The way that you chose to express yourself  — with an incensed blog entry — is another way to go. It’s a great way to express your free speech, though in terms of consciousness raising or starting a productive dialogue, it something to be desired.

After reading your reader comments, I have to wonder if what you were really trying to do was publicly “shame” me over the Internet. I don’t know for certain if that was your intent, so I’ll hold off on the “torches and pitchforks” jokes. Still, it’s enlightening to read Mari’s message that I’m “the perfect example of what’s wrong with society.” Really? I’ve been really off-base by being a lifelong proponent of gun control? A Sierra Club member since high school? A volunteer for Start Making A Reader Today? A guy who rides his bike as much as possible to reduce carbon emissions? Okay, enough already.)

Also of interest is the message from a visitor who senses “a new Amazon review” coming on. Sheesh, I wonder where she got the idea or reviewing a book she hasn’t read? :P

In closing, I’ll just say there are countless cases where the “shaming” approach has gone wrong, sometimes in really unfortunate ways. (Jon Ronson’s book, So You’ve Been Publicly Shamed, provides an interesting analysis of this phenomenon.)

I hope I’ve expressed myself in a thoughtful and even-handed manner.

Sincerely,

Bart King

Regards,
Bart King 

MY REPLY AUGUST 3

Hi Bart, 

Thanks for the kind and thought out e-mail. You're right.  I didn't read the whole book, but I did thumb through the chapters and read more than the chapter titles. I was not impressed with what I read, and when I saw the description on Amazon I was even more sure that a deeper reading was not required. But hey, I have been wrong before and am open to that. If you would like me to do a thorough reading and a longer review, I'd be happy to give the books a second look and write another post. I'm not going to purchase it, but if you have review copies available feel free to send one my way. Perhaps there is more inside that I missed.

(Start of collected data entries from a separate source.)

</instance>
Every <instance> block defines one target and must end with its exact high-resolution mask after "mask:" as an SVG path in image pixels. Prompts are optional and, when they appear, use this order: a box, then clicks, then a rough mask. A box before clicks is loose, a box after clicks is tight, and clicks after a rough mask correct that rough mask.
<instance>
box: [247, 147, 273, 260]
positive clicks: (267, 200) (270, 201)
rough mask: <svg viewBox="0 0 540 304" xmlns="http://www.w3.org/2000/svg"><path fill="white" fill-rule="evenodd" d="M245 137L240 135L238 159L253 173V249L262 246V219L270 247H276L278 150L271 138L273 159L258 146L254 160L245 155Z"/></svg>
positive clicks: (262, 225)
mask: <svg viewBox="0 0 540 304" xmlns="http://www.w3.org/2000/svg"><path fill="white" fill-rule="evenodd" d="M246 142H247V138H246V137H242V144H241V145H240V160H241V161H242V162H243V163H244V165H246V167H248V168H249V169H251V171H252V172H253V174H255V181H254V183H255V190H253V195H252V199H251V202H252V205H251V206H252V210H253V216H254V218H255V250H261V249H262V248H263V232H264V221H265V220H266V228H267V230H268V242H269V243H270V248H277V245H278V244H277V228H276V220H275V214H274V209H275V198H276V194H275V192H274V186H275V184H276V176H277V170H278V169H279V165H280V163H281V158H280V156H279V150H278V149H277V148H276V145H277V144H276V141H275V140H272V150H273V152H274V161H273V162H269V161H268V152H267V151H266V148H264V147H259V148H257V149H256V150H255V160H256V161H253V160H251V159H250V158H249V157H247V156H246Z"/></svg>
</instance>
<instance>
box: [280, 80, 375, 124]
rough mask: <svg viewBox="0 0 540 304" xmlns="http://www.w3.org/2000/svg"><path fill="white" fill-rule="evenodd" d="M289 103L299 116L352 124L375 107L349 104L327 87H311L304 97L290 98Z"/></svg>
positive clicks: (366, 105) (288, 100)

That said, I think criticism of the way the book is presented and organized was fair, even if it was angry. A guide for girls organized by gossip, boys, beauty, hair, and shopping? Come on man. You've got to know that is shoehorned, stereotypical, and yes... sexist. Dieting?? Ugh... sorry. Getting riled up again. 

Anyway... your points about public shaming, how I choose to express myself, and my incensed blog entry are fair and well received. My intent was to vent my displeasure with the books, not to shame you personally. I can see how it came across poorly and apologize for any pitchfork pokes that came your way. You seem like a nice guy, and your taking the time to reach out only drives that point home. Also, I agree -  Ronson's book is excellent.

If you would like, I would be happy to add our correspondence to the end of the post and mark it as updated. I think you have a right to defend yourself, and to call me out for rushing to judgement. Let me know. 

Thanks again, 

John

-----

We emailed back and forth a few times after that, but this was the meat of our exchange. He is sending me a full copy of the book, and I will be sure to follow up with any new and exciting revelations. Thanks for reading!